La ragazza, in lacrime e sconcertata, viene subito portata alla torre e lì inizia il suo approccio con il Drago.
Sorprendentemente, il mago scopre che la giovane un’innata attitudine per la magia, benché non quella convenzionale, e inizierà ad addestrala nelle arti magiche.
Il rapporto tra i due, tuttavia, non è dei più semplici; inoltre, si complica la politica del regno e pare essere in procinto di scoppiare una nuova guerra contro Rosya, nonché le minacce e gli attacchi del Bosco si fanno più frequenti.

La trama è ricchissima di eventi e colpi di scena, ciascuno dei quali ha un forte impatto emotivo e psicologico sui personaggi principali, la cui interiorità e il loro rapportarsi ne viene man mano accresciuto e modificato. Ogni descrizione, ogni immagine, ogni emozione e accadimento – tutto è funzionale alla trama, accuratamente inserito nella storia e intrecciato con cura meticolosa. È raro imbattersi in una storia in cui ogni elemento è così abilmente calibrato.

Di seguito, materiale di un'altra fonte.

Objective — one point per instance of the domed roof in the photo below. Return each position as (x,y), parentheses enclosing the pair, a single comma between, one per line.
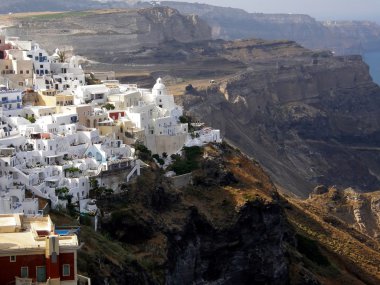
(159,85)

La storia di basa su una sorta di retelling di fiabe e storie tradizionali principalmente dell’est europeo, su cui si innestano mille altri elementi originali.

Il worldbuilding è stupefacente, riesce a coniugare magia, intrighi e ambientazione a corte. In più, il senso del meraviglioso, di una magia arcana ma ancora viva, permea tutto il libo e riesce a far percepire al lettore un senso di qualcosa di meraviglioso e perduto nella memoria.

I personaggi sono credibili, tridimensionali e ciascuno ha un proprio ruolo e caratterizzazione, anche quelli secondari.
I protagonisti, poi, vivono un vero climax di crescita e maturazione interiore, in modo realistico e coinvolgente.

Agnieszka è straordinaria, non si può non sentirsi partecipi del suo modo di essere così poco femminile e cortigiano, cosa che la rende originale e suscita ancor più simpatia. Il lettore la sente crescere tra i suoi fallimenti e successi nella magia, la sua solitudine, le paure e le frustrazioni. Senza contare un altro motore fondamentale del romanzo, l’amicizia tra la protagonista e Kasia, un legame forte, non scontato, eviscerato in tutte le sue sfaccettature.

Anche Sarkan, il mago, il Drago, è ammaliante, benché scontroso e non senza dei lati oscuri che vengono scoperti man mano lungo la storia.
Così come il finale svela molti altri misteri, tra i quali il significato del Bosco, il perché della sua esistenza e del suo essere così, rivelazione inattesa e toccante, con un senso profondo, tanto da rendere ancora più preziosa la storia, facendo capire i preziosi messaggi che intende lasciare al lettore.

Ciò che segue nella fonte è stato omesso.